Dann die Vermittlung des Unterrichtsstoffes. „An unserer Schule geben sich die Lehrkräfte wirklich Mühe“, lobt die Mutter. Jeden Morgen können die Kinder ein Begrüßungsvideo anschauen, interaktive Aufgaben werden digital bereitgestellt, kleine Aufträge gegeben, die die Kinder fotografieren und einreichen können, Arbeitsblätter hochgeladen. Doch: „Ich habe keinen Drucker. Die Arbeitsblätter kommen am Sonntag für die ganze Woche, also muss ich am Montag mit einem USB-Stick zum Copyshop.“Andere Schulen organisieren das flexibler, dafür geben sich auch nicht alle Lehrer gleich viel Mühe mit dem digitalen Unterricht, weiß die Friedbergerin aus ihrem Bekanntenkreis. Auch halte sich der Lernstoff in der ersten Klasse in Grenzen. „Wir üben jede Woche einen Buchstaben ein.“Schule sei mehr als Wissensvermittung: „Permanent allein zu Hause zu bleiben, ist belastend für ein Kind.“
Dass Distanzunterricht gerade bei jüngeren Schülern an Grenzen stößt, stellt auch Martina Ritzel fest. Sie leitet die Grundschule Griesbeckerzell-Obergriesbach und ist Kreisvorsitzende des Bayerischen Lehrer- und Lehrerinnenverbands (BLLV). „Die Unterschiede sind extrem: Es gibt Elternhäuser, in denen der Vormittag mit Eins-zuEins-Betreuung komplett durchstrukturiert ist – leider aber auch solche, in denen die Kinder komplett auf sich gestellt sind..“
Wie Ritzel die erste Woche Homeschooling im Wittelsbacher Land benoten würde? „Eine Drei oder Vier“, sagt die BLLV-Kreisvorsitzende. Die Situation sei mit dem Frühjahr zwar nicht mehr zu vergleichen, die Schulen seien viel besser gegen die Anforderungen gewappnet. Die Belastung für Lehrkräfte sei dennoch „enorm“. Neben der erschwerten Unterrichtsarbeit erreiche sie beinahe rund um die Uhr eine „Flut“von Anrufen und E-Mails mit Fragen der Eltern. Auch die Technik habe an den ersten Tagen für Ärger gesorgt.

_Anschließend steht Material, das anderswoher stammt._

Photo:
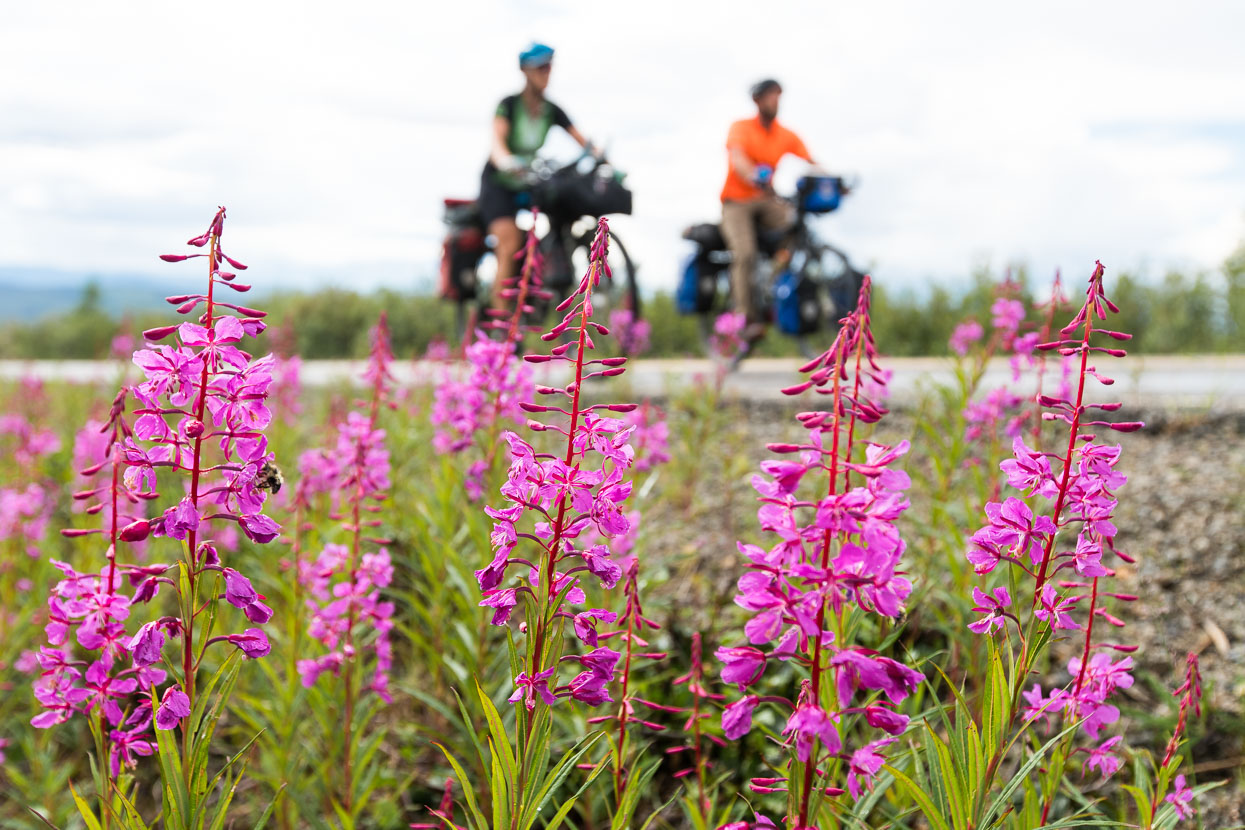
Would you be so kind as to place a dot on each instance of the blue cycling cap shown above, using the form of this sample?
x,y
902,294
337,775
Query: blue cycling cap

Zufrieden nach der ersten Woche ist Diana Hertle, Leiterin der Vinzenz-Pallotti-Förderschule in Friedberg, doch habe technisch nicht alles geklappt. Die Schulleiterin sieht die Politik in der Pflicht. „Ich muss dann auch allen den Zugang zum Internet ermöglichen.“
Digital gehe aber auch nicht alles. „Viele können schon die Arbeitsblätter nicht ausdrucken. Die Lehrer bringen sie dann vorbei oder sie können abgeholt werden.“
Und noch etwas sieht Hertle kritisch. „Wir haben Lehrer, die Video-Unterricht machen, aber gleichzeitig ihre eigenen Kinder zu Hause beaufsichtigen müssen.“Dennoch könne der Unterricht per Video den Präsenzunterricht nicht ersetzen. „Gerade in den Klassen eins bis vier ist das schwierig.“
Auch Josef Maisch, Leiter des Meringer Gymnasiums, stellt seinen Lehrern ein sehr gutes Zeugnis aus. Insgesamt würde Maisch die erste Woche im Distanzunterricht mit „gut“bewerten trotz kleinerer technischer Probleme. Lobend hebt er auch die Eltern hervor, dennoch sieht auch er Probleme, sollte die Situation noch länger so weitergehen: „Es fehlt die soziale Komponente, die man nicht unterschätzen darf“, so der Schulleiter.